Another challenge is the long life cycle of the devices once they are in a hospital. It’s not at all uncommon for hospitals to use the same equipment for 10 to 15 years after its original release — the cybersecurity equivalent of a lifetime.
The FDA is starting to mobilize to combat the threat, although some say the agency is not moving quickly enough.
The agency published industry guidance in 2014 recommending that manufacturers incorporate cybersecurity into their design processes, and earlier this year released draft guidance for managing the post-market discovery of vulnerabilities.
Up until then, HackerOne chief policy officer Katie Moussouris told The Hill, many manufacturers didn’t realize they wouldn’t have to go through the entire FDA approval process again if they issued a security patch — so even known bugs were going unfixed.

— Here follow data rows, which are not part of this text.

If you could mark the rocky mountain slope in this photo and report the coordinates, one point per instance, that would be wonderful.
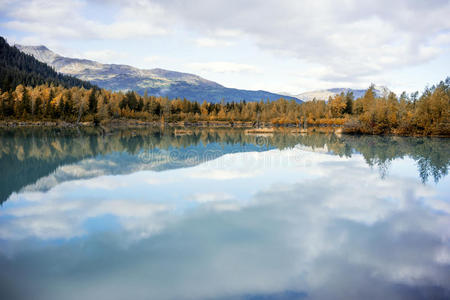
(325, 94)
(157, 82)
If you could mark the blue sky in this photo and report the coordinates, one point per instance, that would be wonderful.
(276, 45)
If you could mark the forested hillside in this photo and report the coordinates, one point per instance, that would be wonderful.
(17, 68)
(428, 114)
(32, 91)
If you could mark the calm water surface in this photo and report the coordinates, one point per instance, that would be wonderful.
(145, 214)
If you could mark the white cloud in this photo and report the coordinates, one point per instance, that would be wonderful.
(210, 197)
(223, 67)
(211, 42)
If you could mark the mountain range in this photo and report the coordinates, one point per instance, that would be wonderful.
(171, 84)
(325, 94)
(158, 82)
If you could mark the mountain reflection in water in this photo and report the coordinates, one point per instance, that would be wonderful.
(218, 214)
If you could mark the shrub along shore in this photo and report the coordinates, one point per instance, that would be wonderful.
(48, 105)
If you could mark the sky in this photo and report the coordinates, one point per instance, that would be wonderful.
(288, 46)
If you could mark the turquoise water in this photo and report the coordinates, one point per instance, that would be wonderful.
(145, 214)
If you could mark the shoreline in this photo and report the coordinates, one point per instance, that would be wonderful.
(184, 126)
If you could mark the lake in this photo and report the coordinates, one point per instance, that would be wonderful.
(220, 214)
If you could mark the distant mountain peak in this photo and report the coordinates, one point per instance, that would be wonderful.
(326, 93)
(157, 81)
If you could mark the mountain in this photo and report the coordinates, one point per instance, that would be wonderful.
(325, 94)
(158, 82)
(19, 68)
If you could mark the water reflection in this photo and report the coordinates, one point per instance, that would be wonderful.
(229, 216)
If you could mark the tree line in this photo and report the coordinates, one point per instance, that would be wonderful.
(427, 114)
(18, 68)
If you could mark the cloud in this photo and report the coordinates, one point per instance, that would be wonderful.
(211, 42)
(210, 197)
(67, 19)
(354, 38)
(223, 67)
(353, 41)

Complicating the problem is that hospital data is a magnet for hackers seeking to make money off their skills. Health records can sell for up to five times the cost of credit card information on the dark Web, making them a valuable commodity.
“Most people immediately jump to the patient harm, but that is not usually [hackers’] goal. Their goal is how can they get something that monetizes, or how can they can pivot into the greater hospital network,” Domas said.
But Rios is mystified that so many in the security community believe that stealing records is as far as hackers would ever go.
“Attackers do want money, but they use leverage,” he said, citing the recent example of a California hospital whose data systems were held ransom to the tune of $17,000.
Hackers used a kind of virus called “ransomware” that encrypts data on an internal computer system and allows hackers to demand payment in exchange for a decryption key. The hospital, desperate to regain access to its patient records, paid the ransom.
Rios said hackers could exploit medical devices in the same way. Hackers could disable a certain commonly used piece of equipment, like an MRI machine, effectively withholding needed care.
“Threatening harm to somebody is a pretty huge ransom,” he notes.
“We would be naive to think that people won’t take advantage of the unique things in healthcare,” Rios said. “The game is going to be escalated.”